There will come a time during Donald Trump’s presidency, I expect, when people of good conscience may need to take to the streets en masse in protest.

This is not that time.

Better now to stand down and stay alert and follow the sound guidance of Barack Obama and Hilary Clinton to respect our democratic traditions and give Trump a chance to lead.

I’ve been thinking about this for a while now, even before Tuesday’s election results were known, because you had to take into account the possibility Trump would win and consider what happens next.

And the thought that kept recurring to me is that this could be the moment in history when many of us have to stand up and step outside our comfort zones to put ourselves on the line for what we believe.

I’m talking mass demonstrations. Civil disobedience. Peaceful, non-violent protests in the tradition of Martin Luther King or Gandhi or the anti-Vietnam War movement.

OPINION

For those demonstrations to accomplish anything, though, there will need to be a clear provocation from Trump and a focused purpose for protesting that extends beyond the mere fact the nation lawfully elected somebody as President who many of us find objectionable.

I don’t know what issue will necessitate such a demonstration, although my best guess right now is that it will involve immigration, where Trump seems likely to try to follow through on some of his campaign rhetoric.

Mass deportations would certainly be a trigger for me, as would any attempted infringement on LGBT rights.

Nothing would make me happier than to be wrong about this, as I have been many times in this unusual 2016 election cycle.

None of us really know how Trump intends to govern, assuming he knows. I appreciate that he’s toned it down since winning the election. But let’s just say I’m still pessimistic.

With no disrespect intended toward those who participated in peaceful protests in Chicago this past week, I’m not sure those protests served any positive purpose other than to help those involved ease some of their own anxiety.

Marching through the streets of downtown to disrupt the lives of people who supported the same candidate as you doesn’t make much sense to me. I wonder how many of the protesters realize that, even in the home precinct of Trump Tower, 68 percent of voters supported Clinton.

Worse were the protests in other cities that have gotten out of hand, such as the destructive behavior in Portland that police called a riot. These incidents are likely to trigger a backlash that will make it more difficult to win the hearts and minds of the American people if and when the time comes.

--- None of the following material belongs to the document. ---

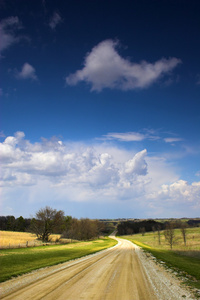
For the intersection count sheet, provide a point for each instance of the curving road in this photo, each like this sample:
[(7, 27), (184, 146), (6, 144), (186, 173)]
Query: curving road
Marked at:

We’re been though this before during Vietnam. When the left goes too far, the people in the middle get uncomfortable, grow fearful and lean right. Then, it takes a while to reel them back.

If the time comes to demonstrate in the streets, those on the left are going to need to attract to their cause the people like me who are closer to the center if they really want to be effective, not just disruptive.

Then, there are also many people of good conscience who voted for Trump. They do not necessarily support all of his positions. If it becomes necessary to block him on some issues, their help will be needed, too.

I realize I’m whistling into the wind. If the folks who are organizing the current protests won’t listen to the wise advice of Obama and Clinton, they’re certainly not going to pay attention to me.

I’d be satisfied if all I accomplish is to sow the seed in somebody’s mind that the time to take that extra step might be near.